On Thursday at the Youngstown Warren Regional Chamber meeting, Mayor Tito Brown and other city leaders gave updates on some of the latest projects going on and also spoke about what’s to come in the future. 

Completed projects Mayor Brown highlighted were conducting active shooter trainings and putting defibrillators on every floor in City Hall to assist in the event of an emergency. 

“We truly believe that we have to protect our location and our place of business,” Brown said. 

He also commended the completion of the speed cameras in school zones across the city.

“Our babies deserve to be safe going to school,” he said. 

Brown also gave an update on some projects the city is still working on such as the joint fire and police department campus. He said they are still surveying areas to try and find a place to build it. He said the city hopes to put it in an area where they want to “start developing” and added that they are exploring a program to bring in Harvard fellows to make a plan to develop the Crab Creek Corridor.

Another project Brown said the city is working on is a social service navigator. The service would connect people with resources to help in situations such as homelessness, mental health needs, and more. 
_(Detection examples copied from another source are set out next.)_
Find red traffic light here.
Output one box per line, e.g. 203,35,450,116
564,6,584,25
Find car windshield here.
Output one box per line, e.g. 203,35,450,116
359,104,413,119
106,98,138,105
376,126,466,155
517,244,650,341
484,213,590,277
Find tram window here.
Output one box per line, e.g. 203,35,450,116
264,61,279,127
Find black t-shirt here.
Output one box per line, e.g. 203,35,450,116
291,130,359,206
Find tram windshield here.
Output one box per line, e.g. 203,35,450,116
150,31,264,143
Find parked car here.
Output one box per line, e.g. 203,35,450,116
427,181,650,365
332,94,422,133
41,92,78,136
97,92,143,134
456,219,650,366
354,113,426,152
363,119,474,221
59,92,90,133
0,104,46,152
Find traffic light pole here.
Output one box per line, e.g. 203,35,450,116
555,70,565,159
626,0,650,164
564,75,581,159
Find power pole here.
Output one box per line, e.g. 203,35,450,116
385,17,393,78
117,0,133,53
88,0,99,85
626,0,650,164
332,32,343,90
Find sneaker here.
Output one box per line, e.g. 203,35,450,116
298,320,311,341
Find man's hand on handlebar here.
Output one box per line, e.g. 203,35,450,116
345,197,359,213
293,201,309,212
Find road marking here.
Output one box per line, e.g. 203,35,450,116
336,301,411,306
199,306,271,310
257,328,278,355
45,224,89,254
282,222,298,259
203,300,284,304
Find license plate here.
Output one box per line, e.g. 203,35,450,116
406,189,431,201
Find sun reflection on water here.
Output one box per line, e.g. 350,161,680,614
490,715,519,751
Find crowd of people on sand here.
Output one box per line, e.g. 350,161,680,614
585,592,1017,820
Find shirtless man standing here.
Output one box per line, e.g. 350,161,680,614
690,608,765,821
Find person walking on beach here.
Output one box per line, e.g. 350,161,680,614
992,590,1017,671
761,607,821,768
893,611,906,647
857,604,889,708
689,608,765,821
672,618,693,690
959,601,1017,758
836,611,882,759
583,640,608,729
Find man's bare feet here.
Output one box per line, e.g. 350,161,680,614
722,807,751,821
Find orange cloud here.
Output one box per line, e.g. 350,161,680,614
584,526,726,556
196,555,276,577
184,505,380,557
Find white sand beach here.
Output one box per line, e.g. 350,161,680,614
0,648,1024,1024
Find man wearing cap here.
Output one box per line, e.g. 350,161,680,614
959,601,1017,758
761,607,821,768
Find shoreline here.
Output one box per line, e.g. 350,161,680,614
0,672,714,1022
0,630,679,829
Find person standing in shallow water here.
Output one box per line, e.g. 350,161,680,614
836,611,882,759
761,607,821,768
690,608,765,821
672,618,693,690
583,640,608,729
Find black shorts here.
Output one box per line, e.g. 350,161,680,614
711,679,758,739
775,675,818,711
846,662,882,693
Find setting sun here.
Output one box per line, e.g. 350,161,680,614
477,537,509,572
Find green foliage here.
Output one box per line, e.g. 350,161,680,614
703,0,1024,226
He stressed the importance of working together to move the city forward and said the city is “moving in the right direction.”

“The key to a successful team is not liking one another, but respecting each other. We must ensure to become a better team Youngstown so that we can compete at the local, regional, state and the federal level,” Mayor Brown said. 

Justin Jennings, Superintendent of Youngstown City Schools also spoke at the meeting. He said his motto for the year is “results over adults.” He highlighted how his staff feels it's important to retain their students after graduation to help continue to create a workforce in Youngstown. Jennings noted how the schools literary score are low but are improving.

He also spoke about completed projects the city schools have done such as the pediatric and dental programs they’ve developed to get children healthcare needs. The schools are also working to develop ophthalmology and audiology programs. 

“We have a lot of students who sit in our classroom who don’t see well and they don’t hear well and if we don't offer that service they won't be the students that we need them to be,” Jennings said. 

Guy Coviello, CEO of the Regional Chamber, mentioned the potential for the city to receive part of the $2.4 Billion All Ohio Future Fund that was proposed by Governor Mike DeWine. If the city does receive the funding it will help develop areas that the chamber chooses. 

 “The city of Youngstown will soon be on everyone’s radar,” Coviello said.